Managing Kubernetes is not easy due to operational and maintenance complexity. Managing microVMs(e.g. firecracker) is not easy due to operational and maintenance complexity. Expecting customers to combine the two through Kata Containers to be able to run CI jobs in microVMs(for better isolation and security) is, in all likelihood, a tall task. Thus, we(GitLab) should provide them more first-class support for microVMs (without needing Kubernetes).

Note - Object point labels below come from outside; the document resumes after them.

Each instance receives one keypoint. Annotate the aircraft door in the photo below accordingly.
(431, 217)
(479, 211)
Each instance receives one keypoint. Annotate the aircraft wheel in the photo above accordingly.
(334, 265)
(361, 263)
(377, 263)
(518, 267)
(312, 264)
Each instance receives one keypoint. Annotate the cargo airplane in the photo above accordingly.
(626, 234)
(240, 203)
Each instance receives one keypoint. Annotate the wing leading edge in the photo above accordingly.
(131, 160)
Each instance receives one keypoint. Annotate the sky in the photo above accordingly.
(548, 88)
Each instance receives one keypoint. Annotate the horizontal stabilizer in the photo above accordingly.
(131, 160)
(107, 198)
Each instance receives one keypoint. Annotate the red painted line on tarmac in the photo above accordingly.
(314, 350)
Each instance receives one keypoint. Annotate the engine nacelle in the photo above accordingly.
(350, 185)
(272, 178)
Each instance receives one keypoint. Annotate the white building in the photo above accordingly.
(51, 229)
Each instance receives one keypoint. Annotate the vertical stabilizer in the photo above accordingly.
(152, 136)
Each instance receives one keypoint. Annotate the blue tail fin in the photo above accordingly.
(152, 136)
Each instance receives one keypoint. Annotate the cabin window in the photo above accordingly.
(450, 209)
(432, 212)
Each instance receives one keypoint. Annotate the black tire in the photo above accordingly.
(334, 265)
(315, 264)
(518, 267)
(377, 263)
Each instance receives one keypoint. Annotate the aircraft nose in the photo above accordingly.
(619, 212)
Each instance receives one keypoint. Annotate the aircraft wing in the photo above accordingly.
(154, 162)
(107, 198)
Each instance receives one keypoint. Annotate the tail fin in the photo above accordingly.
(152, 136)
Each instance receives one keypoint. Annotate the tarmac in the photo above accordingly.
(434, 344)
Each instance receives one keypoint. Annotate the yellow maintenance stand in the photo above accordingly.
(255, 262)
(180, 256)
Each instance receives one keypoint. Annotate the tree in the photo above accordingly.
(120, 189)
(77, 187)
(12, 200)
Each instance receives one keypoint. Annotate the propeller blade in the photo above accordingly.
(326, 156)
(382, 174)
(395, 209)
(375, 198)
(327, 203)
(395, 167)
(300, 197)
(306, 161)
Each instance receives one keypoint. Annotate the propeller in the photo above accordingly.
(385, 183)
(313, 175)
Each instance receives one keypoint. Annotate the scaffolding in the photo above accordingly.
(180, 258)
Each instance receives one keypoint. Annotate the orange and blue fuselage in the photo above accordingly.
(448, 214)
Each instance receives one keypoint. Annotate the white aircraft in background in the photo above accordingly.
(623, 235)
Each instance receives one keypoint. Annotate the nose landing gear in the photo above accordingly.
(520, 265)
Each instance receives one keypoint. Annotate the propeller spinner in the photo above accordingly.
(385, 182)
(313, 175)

The idea is that the user should have a range of isolation levels that can be applied to jobs -
- none
-
cgroups - see Add slot-based cgroup support for Docker executor (gitlab-runner!5870 - merged) • Joe Burnett • 18.6. We can use the "slot" concept to keep jobs from consuming each other's resource, even when they inherently "trust" each other. No container boundary necessary, this can work with the
instanceexecutor too. -
containers - such as
dockeranddocker+autoscaler - nested VMs - could be micro VMs or actual VMs on a dedicated instance.
- cloud provided VMs - this is running one job per VM and then throwing it away. The easiest and strongest isolation which we currently use in production, managed by our cloud provider
The expected outcome of this issue are working examples for microVMs(e.g. firecracker) using fleeting plugins with taskscaler for autoscaling and scheduling multiple jobs on an instance where each job is a separate microVM. The end goal is to highlight to the customer that they can do this "natively" in GitLab without requiring any third-party tool(e.g. https://actuated.com/). Running CI jobs through microVMs also opens up some other interesting ideas(e.g. snapshotting CI jobs and restarting them in very short time, etc.). This is also pretty useful for other domains at GitLab should they wish to adopt it(e.g. DAP, Workspaces, etc.).

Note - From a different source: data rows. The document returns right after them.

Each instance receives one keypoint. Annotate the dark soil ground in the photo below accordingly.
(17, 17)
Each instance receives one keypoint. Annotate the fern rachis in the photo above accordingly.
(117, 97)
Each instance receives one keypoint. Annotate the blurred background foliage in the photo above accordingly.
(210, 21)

Some potential use cases of microVM snapshotting and restoring are
- Allow users to create a snapshot of a job (just like we allow creating artifacts/cache) through CI syntax.
- Allow users to restore a snapshotted job through CI syntax.

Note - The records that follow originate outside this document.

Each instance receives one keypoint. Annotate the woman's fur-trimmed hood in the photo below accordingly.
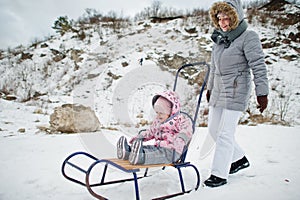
(232, 8)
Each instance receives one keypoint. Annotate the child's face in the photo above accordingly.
(162, 116)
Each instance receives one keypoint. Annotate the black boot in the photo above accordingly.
(214, 181)
(238, 165)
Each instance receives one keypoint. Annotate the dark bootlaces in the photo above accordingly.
(238, 165)
(214, 181)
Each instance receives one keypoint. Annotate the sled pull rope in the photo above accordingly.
(202, 87)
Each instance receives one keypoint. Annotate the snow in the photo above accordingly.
(31, 159)
(31, 163)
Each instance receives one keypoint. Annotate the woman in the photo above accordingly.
(236, 51)
(171, 132)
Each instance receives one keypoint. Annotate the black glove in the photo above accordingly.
(207, 95)
(262, 102)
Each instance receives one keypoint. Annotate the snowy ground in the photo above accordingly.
(31, 163)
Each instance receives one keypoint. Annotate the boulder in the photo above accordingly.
(71, 118)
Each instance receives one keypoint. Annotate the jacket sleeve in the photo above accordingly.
(255, 58)
(182, 138)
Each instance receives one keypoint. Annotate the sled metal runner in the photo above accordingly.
(126, 167)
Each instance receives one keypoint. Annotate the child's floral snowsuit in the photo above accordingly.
(175, 132)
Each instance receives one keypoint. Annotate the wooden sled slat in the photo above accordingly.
(128, 166)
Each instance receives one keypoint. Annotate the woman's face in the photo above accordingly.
(161, 116)
(224, 22)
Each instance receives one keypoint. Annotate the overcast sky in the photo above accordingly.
(23, 21)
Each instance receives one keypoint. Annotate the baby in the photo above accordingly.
(170, 130)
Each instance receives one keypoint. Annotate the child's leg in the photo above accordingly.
(137, 154)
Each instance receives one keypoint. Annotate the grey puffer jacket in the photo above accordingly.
(230, 78)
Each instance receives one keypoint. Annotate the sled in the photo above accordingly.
(125, 167)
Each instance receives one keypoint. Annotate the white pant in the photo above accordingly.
(222, 125)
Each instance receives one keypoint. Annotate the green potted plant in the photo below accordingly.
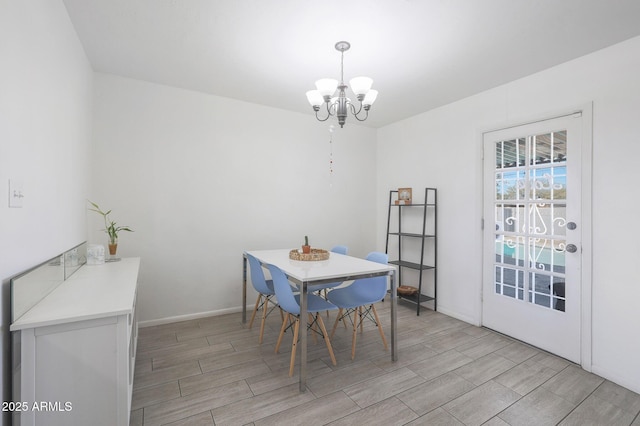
(110, 227)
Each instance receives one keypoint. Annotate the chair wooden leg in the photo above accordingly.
(313, 330)
(284, 326)
(265, 309)
(355, 333)
(326, 339)
(294, 346)
(255, 309)
(375, 314)
(335, 324)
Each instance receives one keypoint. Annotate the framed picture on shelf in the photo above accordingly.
(404, 196)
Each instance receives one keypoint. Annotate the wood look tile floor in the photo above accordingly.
(212, 371)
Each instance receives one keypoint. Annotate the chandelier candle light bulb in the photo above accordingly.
(339, 105)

- Efficient/faster matrix testing using snapshot branching through CI syntax. Can further improve this by adding some sort of copy-on-write approach during branching.
- Allow users to time travel for debugging by creating snapshots at specific points of execution. e.g. when a job fails, create a snapshot and provide an option to restore that snapshot using a workspace for easier debugging? Or maybe even restore it locally?
Proposal
- Add a new executor which is a pluggable gRPC executor. This will execute prepare/run/cleanup steps in the context of a microVM. A new microVM is created for each new job.
- Use the fleeting plugins(aws, azure, gcp, etc.) to autoscale the instances.
- The Taskscaler library is capable of tracking "slots" within a given instance. So it can autoscale a fleet of instances and schedule multiple jobs per instance. It uses a tool called Nesting to manage individual VMs on a dedicated instance in AWS. So a reservation from Taskscaler contains both a specific instance and a slot index. Runner will connect to the instance, but instead of running the job right away, it will connect to the nesting gRPC service and request for the desired VM image to be created. It will automatically "stomp" whatever is in that slot. Once the VM is up, runner will hop once more into the VM and run the job.
- The nesting library contains several virtualization providers. Support for
libvirtis already added. This would be a logical place to extend support to a given micro VM technology.